El arte de Buenos Aires es la fuerza de sus tradiciones, una mezcla aleatoria y desordenada de las culturas que hace dos siglos siguen poblándola y de su presente, en constante confrontación con la promesa de un futuro de estabilidad que nunca llega. La de esta ciudad es una producción artística en constante renovación, inducida por la influencia de este crisol étnico y cultural caleidoscópico que deja sin aire. Al acercársele, el choque viene por la cantidad de propuestas diferentes en géneros, talentos y creatividad: las pinturas sociales del inmigrante italiano Quinquela Martín y arteBA, feria de arte contemporáneo que llama la atención de Latinoamérica toda; orquestas típicas como la Fernández Fierro reinterpretando antiguos tangos y tremendos trompetistas de jazz tocando temas de Chet Baker en clubes de los sótanos de edificios marcados por la gloria de tiempos perdidos.

Al vivir la escena artística de esta capital uno se entera que no alcanzaría ir a ver una obra cada día del año, para conocer sus cuatrocientos teatros, entre el magnífico Teatro Colón y el más escondido teatro barrial independiente, ni asistir a las innumerables charlas en los centros culturales, donde el acceso a los contenidos es aún más sujeto al proceso de democratización y a la mezcla de todos los tipos sociales que ocurre como en ningún otro lugar. De hecho, la certeza que hunde el usuario, dejándolo en una sensación de dulce e inevitable naufragio, es una: conocer todo es imposible. Por lo más que uno intente sacar el tiempo necesario, la percepción de tener al alcance de la mano una oferta cultural inmensa y de calidad viene frustrada por la conciencia de no poderla gozar toda. Sin embargo, ello constituye un estímulo fenomenal para seguir intentando y entrar siempre más en la esfera de manifestaciones culturales de Buenos Aires, para la cual, aun en su peor momento político-económico, decepcionar a su público es imposible.

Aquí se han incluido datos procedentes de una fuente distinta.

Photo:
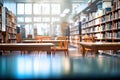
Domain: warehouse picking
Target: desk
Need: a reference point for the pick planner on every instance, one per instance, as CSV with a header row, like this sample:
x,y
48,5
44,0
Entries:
x,y
95,46
26,46
43,41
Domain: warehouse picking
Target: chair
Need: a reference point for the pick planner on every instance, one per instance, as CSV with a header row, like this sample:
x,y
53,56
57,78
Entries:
x,y
89,39
62,46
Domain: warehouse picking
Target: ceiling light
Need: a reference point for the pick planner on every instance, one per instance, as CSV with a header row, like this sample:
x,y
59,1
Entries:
x,y
62,15
66,11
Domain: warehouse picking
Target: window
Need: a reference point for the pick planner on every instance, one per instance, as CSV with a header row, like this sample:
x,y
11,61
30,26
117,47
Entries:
x,y
28,19
74,8
20,8
20,19
42,28
55,19
55,10
45,19
28,29
37,9
37,19
57,30
28,8
45,9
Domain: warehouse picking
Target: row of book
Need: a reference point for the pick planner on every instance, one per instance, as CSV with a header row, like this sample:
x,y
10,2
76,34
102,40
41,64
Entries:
x,y
11,36
11,30
103,27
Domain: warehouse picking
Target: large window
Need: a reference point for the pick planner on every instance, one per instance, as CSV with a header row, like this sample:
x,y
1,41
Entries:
x,y
28,8
55,9
42,28
38,16
37,19
28,19
37,9
20,8
45,9
20,19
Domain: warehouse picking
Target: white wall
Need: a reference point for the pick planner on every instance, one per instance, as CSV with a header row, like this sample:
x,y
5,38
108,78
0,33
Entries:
x,y
11,5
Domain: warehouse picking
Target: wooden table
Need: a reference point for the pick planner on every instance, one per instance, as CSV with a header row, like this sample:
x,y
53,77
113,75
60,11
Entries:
x,y
95,46
43,41
26,47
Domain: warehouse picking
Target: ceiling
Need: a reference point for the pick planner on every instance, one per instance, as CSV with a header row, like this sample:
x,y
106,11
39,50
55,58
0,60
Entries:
x,y
49,0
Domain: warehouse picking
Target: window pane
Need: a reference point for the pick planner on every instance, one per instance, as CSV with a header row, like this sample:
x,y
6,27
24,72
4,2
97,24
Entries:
x,y
20,19
74,8
55,19
42,29
28,29
37,8
37,19
46,19
28,8
28,19
45,9
20,8
55,9
58,30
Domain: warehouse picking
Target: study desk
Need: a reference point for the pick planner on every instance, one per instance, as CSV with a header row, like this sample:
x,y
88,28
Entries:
x,y
43,41
26,47
95,46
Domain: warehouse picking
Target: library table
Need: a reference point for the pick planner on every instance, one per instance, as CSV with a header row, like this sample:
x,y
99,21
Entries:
x,y
43,41
95,46
26,47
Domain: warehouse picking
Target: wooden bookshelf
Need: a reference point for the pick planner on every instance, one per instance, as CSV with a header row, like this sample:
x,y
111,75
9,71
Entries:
x,y
8,26
0,23
103,23
106,26
75,31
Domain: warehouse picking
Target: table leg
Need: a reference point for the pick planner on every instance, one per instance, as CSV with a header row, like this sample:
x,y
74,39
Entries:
x,y
83,52
96,52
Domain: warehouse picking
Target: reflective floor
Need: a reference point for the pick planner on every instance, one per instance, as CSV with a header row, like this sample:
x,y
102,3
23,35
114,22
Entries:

Así que en una ciudad donde protagonista es tanto el arte como los más variados linajes culturales, perderse es la única manera para entrar en su mecanismo, fascinador como un atrapador de sueños. Las miradas se cruzan y el tiempo se para, como cuando una pareja se elige para bailar un tango. O cuando en La Boca se van los turistas y se quedan los niños que pasan volando en bicicleta por un Caminito vacío, innegable expresión de estafa y engaño, productos de tiempos en los cuales la indigencia de los inmigrantes lo transformó en un área insegura, puerto de ladrones y garito de artistas: expresión ejemplar de cómo, donde más las tradiciones se transforman y se mezclan, más crean un diálogo fructífero y eterno, constantemente alimentado por una nueva línea cultural.